Sepak bola saat ini telah menjelma menjadi industri dengan perputaran uang yang luar biasa besar. Transfer dan gaji pemain yang fantastis, nilai kontrak sponsor yang besar, belum lagi kontrak siaran langsung televisi, pun sebanding dengan jumlah penonton yang sudah melewati batasan negara. Maka tidak heran banyak merek yang berlomba-lomba mempromosikan produknya melalui sepakbola, yakni menjadi sponsor klub-klub besar Eropa agar bisa memasang logonya di jersey mereka. Samsung pernah hinggap di dada pemain Chelsea, hingga akhirnya digantikan Yokohama Tyre, Fly Emirates di Arsenal, PSG dan AC Milan, Standard Chartered di Liverpool, Pirelli di Inter Milan, Qatar Airways di Barcelona, Etihad Airways di Manchester City hingga Chevrolet di Manchester United.
Jika kita perhatikan, tidak hanya merek produk yang nampang di jersey klub sepak bola. Di dada jersey dua klub Spanyol, Sevilla dan Atletico Madrid terpampang tulisan “Visit Malaysia” dan “Azerbaijan Land of Fire”. Juga klub Cardiff City di Divisi Championship Liga Primer Inggris. Malaysia dan Azerbaijan tentu bukan produk elektronik, maskapai penerbangan, ban maupun minuman berenergi. Sebagaimana kita ketahui, keduanya adalah nama negara.

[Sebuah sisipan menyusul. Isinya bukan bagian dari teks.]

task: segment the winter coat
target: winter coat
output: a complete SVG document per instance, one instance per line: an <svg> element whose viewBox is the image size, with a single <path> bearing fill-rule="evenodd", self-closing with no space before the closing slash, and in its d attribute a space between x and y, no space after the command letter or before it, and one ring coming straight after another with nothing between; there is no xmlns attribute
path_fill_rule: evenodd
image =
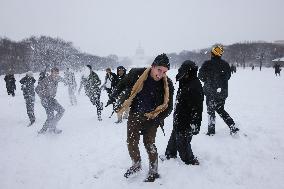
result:
<svg viewBox="0 0 284 189"><path fill-rule="evenodd" d="M101 80L94 71L92 71L87 78L82 77L80 89L82 85L84 86L85 93L88 97L91 97L91 96L96 95L97 93L100 93Z"/></svg>
<svg viewBox="0 0 284 189"><path fill-rule="evenodd" d="M123 102L129 98L131 89L138 80L138 78L144 73L146 68L133 68L129 71L129 73L123 78L117 85L116 90L112 94L112 98L116 99L121 92L126 91L127 94L124 96L123 99L118 99L118 104L123 104ZM148 76L149 77L149 76ZM174 93L174 87L173 83L170 78L167 77L168 81L168 87L169 87L169 102L168 102L168 107L158 114L158 116L155 118L156 121L158 121L160 126L164 125L164 119L170 115L173 109L173 93ZM161 105L164 102L164 86L163 82L161 82L160 86L153 89L156 90L155 94L155 102L157 105ZM138 93L139 94L139 93ZM137 97L135 97L137 98ZM135 98L133 101L135 101ZM133 103L135 105L135 103ZM132 107L133 104L130 106L130 113L135 113L131 111L131 109L136 109L135 107ZM119 105L118 105L119 107ZM138 112L140 113L140 112Z"/></svg>
<svg viewBox="0 0 284 189"><path fill-rule="evenodd" d="M13 74L8 74L4 77L7 90L16 90L16 79Z"/></svg>
<svg viewBox="0 0 284 189"><path fill-rule="evenodd" d="M201 126L203 100L202 85L196 76L179 82L174 110L174 129L177 132L191 132L191 124Z"/></svg>
<svg viewBox="0 0 284 189"><path fill-rule="evenodd" d="M55 98L57 93L58 82L65 82L60 76L53 78L52 75L45 77L36 86L35 91L38 96L43 98Z"/></svg>
<svg viewBox="0 0 284 189"><path fill-rule="evenodd" d="M30 98L35 96L35 78L25 76L20 80L20 83L22 84L21 89L23 91L24 98Z"/></svg>
<svg viewBox="0 0 284 189"><path fill-rule="evenodd" d="M107 82L110 82L110 86L107 86ZM118 79L115 73L110 72L106 74L105 83L104 83L106 88L109 88L109 89L115 88L117 85L117 82L118 82Z"/></svg>
<svg viewBox="0 0 284 189"><path fill-rule="evenodd" d="M225 100L228 97L228 80L231 77L230 65L220 57L205 61L198 77L204 82L204 94L209 98Z"/></svg>

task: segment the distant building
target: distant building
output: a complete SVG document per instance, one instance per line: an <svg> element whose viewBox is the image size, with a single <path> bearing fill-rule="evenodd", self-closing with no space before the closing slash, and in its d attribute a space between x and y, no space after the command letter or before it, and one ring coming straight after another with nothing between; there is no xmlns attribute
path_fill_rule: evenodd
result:
<svg viewBox="0 0 284 189"><path fill-rule="evenodd" d="M145 51L139 44L139 47L136 49L135 57L137 59L144 59L145 58Z"/></svg>
<svg viewBox="0 0 284 189"><path fill-rule="evenodd" d="M149 67L151 65L150 57L146 56L141 44L136 49L134 56L131 57L131 62L131 67Z"/></svg>

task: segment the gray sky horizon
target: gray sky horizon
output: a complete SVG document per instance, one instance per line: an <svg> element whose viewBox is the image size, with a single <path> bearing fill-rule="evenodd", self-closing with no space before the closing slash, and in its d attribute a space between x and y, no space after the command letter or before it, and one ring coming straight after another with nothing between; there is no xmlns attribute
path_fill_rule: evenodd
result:
<svg viewBox="0 0 284 189"><path fill-rule="evenodd" d="M0 0L0 37L59 37L82 52L179 53L284 39L283 0ZM282 23L281 23L282 21Z"/></svg>

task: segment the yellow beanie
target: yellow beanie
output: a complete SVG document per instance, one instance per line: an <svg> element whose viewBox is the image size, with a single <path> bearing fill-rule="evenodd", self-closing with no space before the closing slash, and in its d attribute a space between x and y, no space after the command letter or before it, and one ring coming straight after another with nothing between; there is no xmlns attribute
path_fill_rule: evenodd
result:
<svg viewBox="0 0 284 189"><path fill-rule="evenodd" d="M221 45L217 45L215 47L212 48L211 51L215 56L222 56L222 54L224 53L224 48Z"/></svg>

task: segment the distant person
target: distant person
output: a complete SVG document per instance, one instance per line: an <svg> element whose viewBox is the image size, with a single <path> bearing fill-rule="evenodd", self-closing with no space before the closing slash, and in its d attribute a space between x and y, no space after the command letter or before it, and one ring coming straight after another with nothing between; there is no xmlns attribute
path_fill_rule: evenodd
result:
<svg viewBox="0 0 284 189"><path fill-rule="evenodd" d="M277 63L274 64L273 68L274 68L274 71L275 71L275 75L277 76L277 74L278 74L278 76L280 76L280 72L281 72L280 64L277 64Z"/></svg>
<svg viewBox="0 0 284 189"><path fill-rule="evenodd" d="M44 78L35 88L47 115L42 129L38 132L39 134L46 133L47 129L55 134L62 132L62 130L56 128L65 112L65 109L55 99L58 82L64 82L64 79L59 76L59 69L54 67L51 69L51 74ZM54 115L54 112L57 113Z"/></svg>
<svg viewBox="0 0 284 189"><path fill-rule="evenodd" d="M251 70L252 70L252 71L254 70L254 65L252 65Z"/></svg>
<svg viewBox="0 0 284 189"><path fill-rule="evenodd" d="M203 111L203 89L197 78L198 67L190 60L182 63L176 75L179 88L176 95L173 131L165 152L166 159L176 158L177 152L187 165L199 165L193 155L191 140L200 131Z"/></svg>
<svg viewBox="0 0 284 189"><path fill-rule="evenodd" d="M77 89L77 82L76 82L74 72L72 72L69 68L67 68L66 71L64 72L64 79L68 86L68 94L69 94L70 103L72 106L76 105L77 99L76 99L75 91Z"/></svg>
<svg viewBox="0 0 284 189"><path fill-rule="evenodd" d="M116 73L117 73L117 81L119 83L126 76L126 69L123 66L118 66ZM127 92L129 91L123 91L119 98L121 99L121 98L126 97ZM115 123L121 123L122 119L127 119L128 114L129 114L129 108L125 110L123 114L117 113L117 121Z"/></svg>
<svg viewBox="0 0 284 189"><path fill-rule="evenodd" d="M149 158L149 172L144 181L154 182L159 178L156 132L158 127L163 128L164 119L170 115L173 108L174 87L166 75L169 69L167 55L158 55L151 67L131 69L118 83L110 98L111 101L119 97L122 91L131 90L117 110L118 113L123 113L130 108L127 121L127 146L132 166L124 174L126 178L142 168L139 151L140 135L143 135L143 143Z"/></svg>
<svg viewBox="0 0 284 189"><path fill-rule="evenodd" d="M214 46L211 51L211 60L203 63L199 70L199 78L204 82L204 94L206 96L208 119L207 135L215 134L215 111L230 128L230 134L236 134L239 129L234 120L224 110L228 97L228 81L231 77L229 64L223 60L224 50L220 45Z"/></svg>
<svg viewBox="0 0 284 189"><path fill-rule="evenodd" d="M80 93L82 87L84 86L85 94L89 97L90 101L93 105L97 108L97 116L98 120L102 121L102 110L103 110L103 103L100 101L101 99L101 80L99 76L92 70L91 65L87 65L89 69L89 76L82 76L81 83L78 92Z"/></svg>
<svg viewBox="0 0 284 189"><path fill-rule="evenodd" d="M28 71L26 76L20 80L20 83L22 84L21 89L26 101L27 114L30 119L30 124L28 126L31 126L35 122L35 82L36 80L31 71Z"/></svg>
<svg viewBox="0 0 284 189"><path fill-rule="evenodd" d="M13 97L15 96L15 90L16 90L16 79L14 74L7 74L4 77L4 80L6 82L6 89L8 95L12 95Z"/></svg>
<svg viewBox="0 0 284 189"><path fill-rule="evenodd" d="M113 89L117 85L117 81L118 81L117 75L113 73L110 68L107 68L103 88L107 91L109 98L110 98L110 95L112 94Z"/></svg>
<svg viewBox="0 0 284 189"><path fill-rule="evenodd" d="M236 68L236 66L234 64L231 64L230 70L231 70L232 74L237 72L237 68Z"/></svg>

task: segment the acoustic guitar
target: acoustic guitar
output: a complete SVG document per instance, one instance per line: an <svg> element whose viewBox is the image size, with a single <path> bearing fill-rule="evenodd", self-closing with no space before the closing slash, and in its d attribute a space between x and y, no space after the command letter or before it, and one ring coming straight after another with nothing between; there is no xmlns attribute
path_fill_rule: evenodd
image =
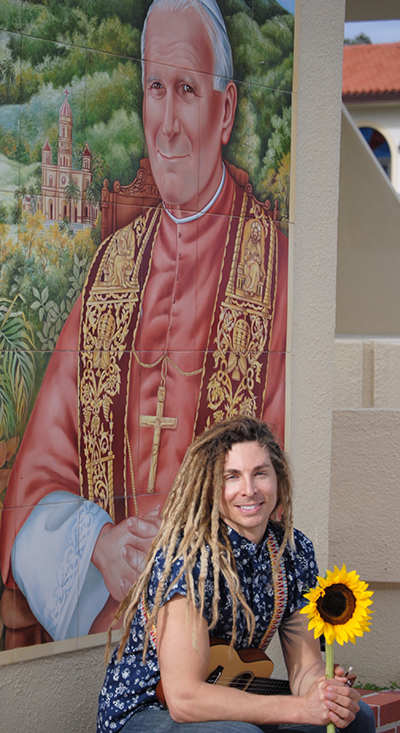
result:
<svg viewBox="0 0 400 733"><path fill-rule="evenodd" d="M273 662L261 649L230 649L228 642L210 636L210 663L207 682L211 685L235 687L254 695L290 695L287 680L272 679ZM158 700L166 707L160 680L156 687Z"/></svg>

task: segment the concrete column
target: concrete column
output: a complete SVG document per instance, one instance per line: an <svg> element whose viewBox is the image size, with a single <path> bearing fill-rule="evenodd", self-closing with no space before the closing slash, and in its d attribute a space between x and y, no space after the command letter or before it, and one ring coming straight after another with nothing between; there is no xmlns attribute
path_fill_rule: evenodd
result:
<svg viewBox="0 0 400 733"><path fill-rule="evenodd" d="M287 444L295 525L314 541L321 568L328 562L344 17L345 0L296 2Z"/></svg>

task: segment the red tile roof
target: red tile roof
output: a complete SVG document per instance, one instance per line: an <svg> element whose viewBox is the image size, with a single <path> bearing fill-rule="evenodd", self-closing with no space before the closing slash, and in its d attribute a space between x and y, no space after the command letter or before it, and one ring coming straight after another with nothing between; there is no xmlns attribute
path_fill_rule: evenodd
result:
<svg viewBox="0 0 400 733"><path fill-rule="evenodd" d="M400 43L343 48L343 95L400 92Z"/></svg>

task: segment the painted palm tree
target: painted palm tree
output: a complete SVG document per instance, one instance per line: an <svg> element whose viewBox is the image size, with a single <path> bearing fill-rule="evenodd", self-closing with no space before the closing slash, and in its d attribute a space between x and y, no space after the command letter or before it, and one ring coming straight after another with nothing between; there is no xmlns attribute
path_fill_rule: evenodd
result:
<svg viewBox="0 0 400 733"><path fill-rule="evenodd" d="M72 176L69 177L69 181L67 185L64 188L65 191L65 197L69 201L69 219L72 221L72 215L71 215L71 201L79 201L81 197L81 189L79 188L78 184L75 183Z"/></svg>
<svg viewBox="0 0 400 733"><path fill-rule="evenodd" d="M21 435L35 382L33 331L14 300L0 299L0 439Z"/></svg>
<svg viewBox="0 0 400 733"><path fill-rule="evenodd" d="M86 201L89 201L90 204L98 204L101 198L101 189L102 184L98 180L93 179L93 181L85 188Z"/></svg>
<svg viewBox="0 0 400 733"><path fill-rule="evenodd" d="M4 81L7 99L10 96L11 84L15 82L15 68L11 59L0 61L0 82Z"/></svg>

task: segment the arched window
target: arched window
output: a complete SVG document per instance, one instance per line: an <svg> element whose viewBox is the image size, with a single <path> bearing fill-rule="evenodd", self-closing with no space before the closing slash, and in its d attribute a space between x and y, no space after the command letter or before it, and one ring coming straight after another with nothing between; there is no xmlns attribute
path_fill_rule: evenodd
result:
<svg viewBox="0 0 400 733"><path fill-rule="evenodd" d="M386 138L374 127L360 127L369 147L375 157L379 160L386 175L390 178L390 148Z"/></svg>
<svg viewBox="0 0 400 733"><path fill-rule="evenodd" d="M53 185L53 176L49 176L49 186Z"/></svg>
<svg viewBox="0 0 400 733"><path fill-rule="evenodd" d="M53 219L53 202L52 201L50 201L49 203L49 218L51 220Z"/></svg>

Promosi Wisata Malaysia di Sevilla
Promosi Wisata Malaysia di Sevilla

Adanya nama Malaysia dan Azerbaijan di jersey dua klub Spanyol itu merupakan hasil kerja dewan (ataupun kementerian) pariwisata masing-masing negara. Tentu ada dana yang digelontorkan untuk bisa melakukannya. Tidak diketahui secara pasti nilai sponsorship Malaysia, tapi umumnya besaran dana itu ada pada kisaran jutaan dolar Amerika. Sementara kabarnya Azerbaijan melalui Dewan Pariwisata Azerbaijan sedikitnya mengeluarkan 12 juta euro untuk menjadi sponsor Atletico Madrid musim 2013/2014.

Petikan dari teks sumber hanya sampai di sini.